We’re either high enough up the mountain we’re above the tree line, or it’s a rocky section of mountainside devoid of anything other than grasses and low, scrubby bushes tucked here and there around the rocky outcroppings. I can’t see more than about fifty feet in any direction because of the low cloud cover.
Fuck.
We are utterly fucked. I can’t hear any highway or machinery sounds that might indicate a road or farm nearby. The wreckage that’s on fire is downslope from me, so it poses little to no threat right now. I’m hoping with the damp fog it’ll burn itself out and not carry embers to trigger a larger fire.
Although I still can’t see Brad, and I haven’t spotted any sign of Mike or the pilot.

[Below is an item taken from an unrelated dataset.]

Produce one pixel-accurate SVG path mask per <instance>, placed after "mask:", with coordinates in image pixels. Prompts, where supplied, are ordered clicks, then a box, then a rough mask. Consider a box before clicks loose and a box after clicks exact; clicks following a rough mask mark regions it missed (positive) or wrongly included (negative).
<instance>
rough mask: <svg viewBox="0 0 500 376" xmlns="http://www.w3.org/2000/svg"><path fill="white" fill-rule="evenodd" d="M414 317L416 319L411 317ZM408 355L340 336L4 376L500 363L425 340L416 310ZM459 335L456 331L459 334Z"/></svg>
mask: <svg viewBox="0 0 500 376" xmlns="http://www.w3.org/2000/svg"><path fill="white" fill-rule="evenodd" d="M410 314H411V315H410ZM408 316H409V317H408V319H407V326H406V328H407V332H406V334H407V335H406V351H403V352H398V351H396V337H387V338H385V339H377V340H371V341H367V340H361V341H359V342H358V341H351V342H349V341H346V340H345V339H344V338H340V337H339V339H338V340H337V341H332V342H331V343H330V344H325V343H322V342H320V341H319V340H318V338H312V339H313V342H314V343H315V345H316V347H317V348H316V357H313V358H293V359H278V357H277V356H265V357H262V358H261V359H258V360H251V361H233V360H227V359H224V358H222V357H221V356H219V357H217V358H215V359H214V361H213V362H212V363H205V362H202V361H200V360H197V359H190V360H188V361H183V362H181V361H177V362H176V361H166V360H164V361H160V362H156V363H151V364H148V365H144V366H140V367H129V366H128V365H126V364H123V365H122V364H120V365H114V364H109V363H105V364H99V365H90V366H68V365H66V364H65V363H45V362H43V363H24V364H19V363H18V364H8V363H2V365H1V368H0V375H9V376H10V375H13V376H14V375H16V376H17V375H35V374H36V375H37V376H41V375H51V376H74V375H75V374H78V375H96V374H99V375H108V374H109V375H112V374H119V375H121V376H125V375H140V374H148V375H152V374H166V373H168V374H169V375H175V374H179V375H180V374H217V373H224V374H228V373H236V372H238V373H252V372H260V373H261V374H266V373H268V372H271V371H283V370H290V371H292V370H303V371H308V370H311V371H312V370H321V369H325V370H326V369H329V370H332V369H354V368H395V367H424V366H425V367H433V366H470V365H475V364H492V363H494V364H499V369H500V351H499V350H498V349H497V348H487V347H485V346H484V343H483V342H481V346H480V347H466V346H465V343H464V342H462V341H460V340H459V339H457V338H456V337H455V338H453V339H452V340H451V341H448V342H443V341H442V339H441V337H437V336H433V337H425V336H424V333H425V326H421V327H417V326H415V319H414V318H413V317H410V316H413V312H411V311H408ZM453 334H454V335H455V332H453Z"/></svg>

That’s when I realize Brad’s gone disquietingly silent.
“Brad?”
I hear a faint whimper. “I’m sorry, Jeannie. I’m so sorry, baby. God, I just want to see you and the kids again.” He sounds dangerously weak.
Despite my pain I feel my balls wanting to crawl up inside my body. “Brad! Keep talking.” I still can’t see him. I think he’s below me, maybe twenty feet or so down the slope, but with the rocks, it’s hard to say.
“I’m so sorry, kids. I’m sorry, Jeannie. I love you all. I love you so much.”
I hear a playback and realize what he was doing—filming a message for them on his phone.
“Don’t you fucking give up on me, Brad!” I scream. “Hang on! Do you have a signal? Can you make a call?”
“No.” He sobs again. “I’m bleeding, Leo. My guts are out. I’m not going to make it.”
Shit.
Panting with pain and exertion, I scrabble around that rock and head in the direction his voice is coming from. But when I try to get my legs under me again, I black out from the pain.
I don’t know how long I’m out that time but it’s obvious I will not be much help to him. “Brad?”
He’s crying. The sound guts me. “I’m sorry, guys. I love you so much, and I’m sorry. Be good for your mom. Honey, you need to make a new life for yourself. Never forget how much I love you, but I want you to be happy. We’ve talked about this.”